# Normal or "legal" retirement age



## jlunfirst (1 mo ago)

A bit hard to interpret this chart without knowing the legal age /country. I'm surprised by Denmark:


----------



## sags (May 15, 2010)

It isn't accurate as the legal age, because French President Macron is meeting opposition from labor for wanting to raise the legal age from 62 to 64.









Macron’s Government Unveils Plan to Make French Work Longer


Emmanuel Macron’s government presented a plan to gradually raise France’s minimum retirement age to 64 by 2030 from 62, sparking anger among labor unions who immediately called for strikes to protest the reform.




www.bloomberg.com


----------



## Eclectic21 (Jun 25, 2021)

Is there a definition somewhere that tells what the difference "normal" and "legal" retirement ages?


Cheers


----------



## Eclectic21 (Jun 25, 2021)

sags said:


> It isn't accurate as the legal age, because French President Macron is meeting opposition from labor for wanting to raise the legal age from 62 to 64 ...
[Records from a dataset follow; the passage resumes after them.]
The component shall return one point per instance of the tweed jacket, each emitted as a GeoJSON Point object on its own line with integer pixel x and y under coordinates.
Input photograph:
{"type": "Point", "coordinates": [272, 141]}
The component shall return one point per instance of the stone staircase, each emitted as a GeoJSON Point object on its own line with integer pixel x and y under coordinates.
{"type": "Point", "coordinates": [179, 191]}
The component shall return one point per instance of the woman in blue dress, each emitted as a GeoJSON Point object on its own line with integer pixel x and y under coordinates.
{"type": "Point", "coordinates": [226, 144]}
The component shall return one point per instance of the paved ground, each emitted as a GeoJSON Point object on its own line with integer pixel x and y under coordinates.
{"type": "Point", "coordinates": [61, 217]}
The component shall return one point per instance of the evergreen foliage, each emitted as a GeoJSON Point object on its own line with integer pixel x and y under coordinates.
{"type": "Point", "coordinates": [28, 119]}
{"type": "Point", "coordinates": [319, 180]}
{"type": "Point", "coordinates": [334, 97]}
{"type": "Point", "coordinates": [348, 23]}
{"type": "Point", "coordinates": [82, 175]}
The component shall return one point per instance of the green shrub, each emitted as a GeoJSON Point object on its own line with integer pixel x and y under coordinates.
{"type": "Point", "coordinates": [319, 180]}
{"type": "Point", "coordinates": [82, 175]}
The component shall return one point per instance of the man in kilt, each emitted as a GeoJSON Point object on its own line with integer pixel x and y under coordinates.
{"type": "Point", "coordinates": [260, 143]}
This chart seems to have closer to current and what is being proposed.










It seems Denmark is currently close to age 65 and is moving towards age 75. France shows as age 65, which Bloomberg says is 62.
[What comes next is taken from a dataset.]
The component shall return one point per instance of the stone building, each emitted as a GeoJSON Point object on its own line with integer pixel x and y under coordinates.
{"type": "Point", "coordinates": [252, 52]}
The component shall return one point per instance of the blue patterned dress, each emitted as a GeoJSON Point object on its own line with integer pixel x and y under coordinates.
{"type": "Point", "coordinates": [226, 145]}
It seems a bit inconsistent but I haven't dug out the full details though.


Cheers


----------



## ian (Jun 18, 2016)

I do not know what normal or legal means.

I know people who have retired at 52. Others still working in their 70's. DB's are few and far between now however many existing one focus maximum benefits on years of service or a combination. not age. My DB was based on retirement at age 62. CPP can pay out from ages 60 to 70. OAS from 65-70.

For many there are only two parameters. When they can afford to retire and when they actually retire.


----------



## cainvest (May 1, 2013)

ian said:


> I do not know what normal or legal means.


Not well defined parameters I gather. I guess in Canada legal would refer to when one is first able to receive OAS so that is hardly a truely defining line. The normal here is likely just based on surverys.


----------



## Beaver101 (Nov 14, 2011)

There is no "legal" age for retirement in Canada. However, it would be considered "illegal" (in the eyes of the laws, not some entity or someone else) to force someone to retire at age 65, 70 or any age for that matter. 

As for the "normal" retirement age, ask Mr. Vettese, the mathematical expert on life expectancy. That "age" retirement goal post keeps changing depending on which political party is in charge or who pays him to say what.


----------



## sags (May 15, 2010)

There used to be mandatory retirement at age 65 in Canada, but that was removed years ago. I remember people forced to retire at work who weren't happy about it.

Fred Vetesse is pretty much in the delay all benefits and work until you drop camp.


----------



## sags (May 15, 2010)

Those kinds of charts are used by those who advocate governments reduce spending by raising the qualification age, as proof people are delaying retirement anyways.

What the charts don't show is if people are working longer WHILE they are collecting government benefits.

That is entirely different than forcing people to work because they have no benefits yet and can't afford to stop working.


----------



## sags (May 15, 2010)

Denmark's retirement age on average has risen from 63 to 65 over the past years. I don't know where age 75 comes from.

Denmark: average retirement age 2022 | Statista


----------



## londoncalling (Sep 17, 2011)

ian said:


> I do not know what normal or legal means.
> 
> I know people who have retired at 52. Others still working in their 70's. DB's are few and far between now however many existing one focus maximum benefits on years of service or a combination. not age. My DB was based on retirement at age 62. CPP can pay out from ages 60 to 70. OAS from 65-70.
> 
> For many there are only two parameters. When they can afford to retire and when they actually retire.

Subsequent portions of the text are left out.